Rassegna stampa

Rimpasto. Ci sarebbe un rimpasto solo se Fico si candidasse a sindaco di Napoli: con Franceschini presidente della Camera si aprirebbe un minivalzer di poltrone. Ma Fico non ci pensa proprio: si cimenterebbe per la prima volta con gli elettori ed è meglio evitare (Cesaretti sul Gn)

Intelligenti pauca. L’oracolo Marzio Breda sul Cds: “Chissà come reagirebbero gli italiani se la prova di forza nella maggioranza sfuggisse di mano e si aprisse una crisi al buio che fatalmente sfocerebbe in elezioni anticipate”. Nel caso il concetto sfuggisse al senatore semplice: “La linea di Mattarella è fermissima: non darà alcun disco verde a maggioranze raccogliticce e precarie”.
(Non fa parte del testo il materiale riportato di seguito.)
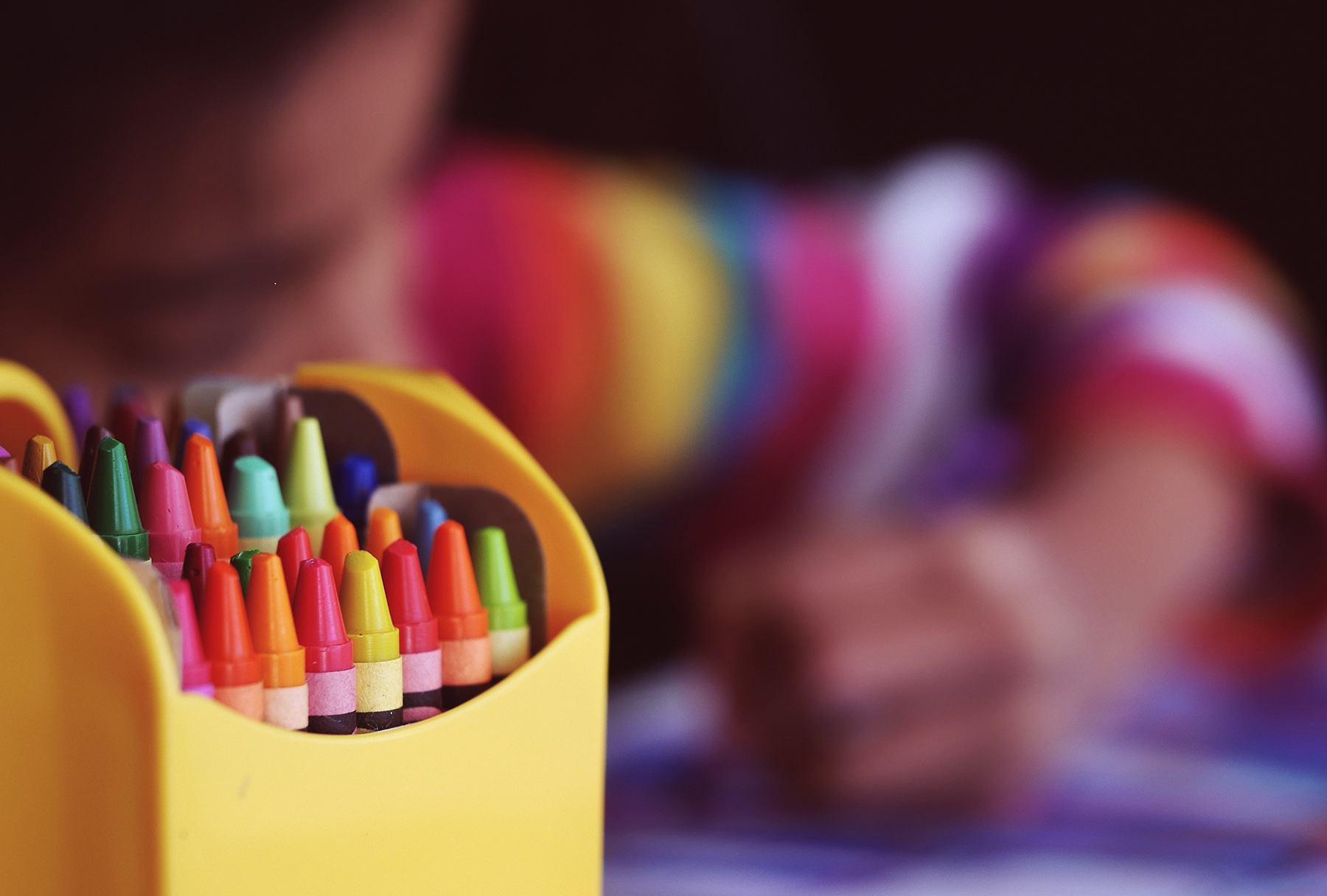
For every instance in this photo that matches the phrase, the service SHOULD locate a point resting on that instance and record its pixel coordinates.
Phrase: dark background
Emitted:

Memento. Nel 1994 il presidente del Consiglio Ciampi rassegnò le dimissioni e Scalfaro sciolse le Camere pur essendoci sulla carta i numeri per una maggioranza raffazzonata. Quindi Renzi ha le spalle al muro e dovrà accontentarsi di qualche poltrona ma senza innescare la crisi (Valentini sul Fg)

Maggioranza compatta. Crippa, capogruppo del M5s alla Camera: “Se andiamo a votare, Italia viva scompare” (int. su Rep)

Aizzatore. Stefano Folli, che ha un’antipatia viscerale per Conte, aizza Renzi: l’ex premier perderebbe tutta la credibilità se non portasse fino in fondo la battaglia. Una maggioranza alternativa andrebbe però costruita con discrezione… (Rep)

Recovery plan. Cottarelli: “Non bisogna sostituire la Pubblica amministrazione: bisogna farla funzionare. Se un ministro è lento lo si manda via: non lo si affianca con un Commissario” (int. sul Dub)

ECONOMIA

Mediaset-Vivendi. Bruxelles mette in discussione la norma salva Mediaset e fa una cosa giusta e pure di sinistra (Vincenzo Vita sul Man si prende la sua rivincita)

UE

Giganti digitali. Oggi la Commissione europea presenta due pacchetti di regole (DSA e DMA) per rafforzare il mercato unico digitale europeo (creando più concorrenza), proteggere i cittadini e rendere l’ambiente online più sicuro (Della Sala sul Ft)

Politiche migratorie. Il Consiglio europeo ha ottenuto l’intesa sul Recovery fund e sul bilancio ma non sulle politiche migratorie: i Paesi dell’est ancora contrari alla solidarietà obbligatoria per la ridistribuzione dei migranti (Fg).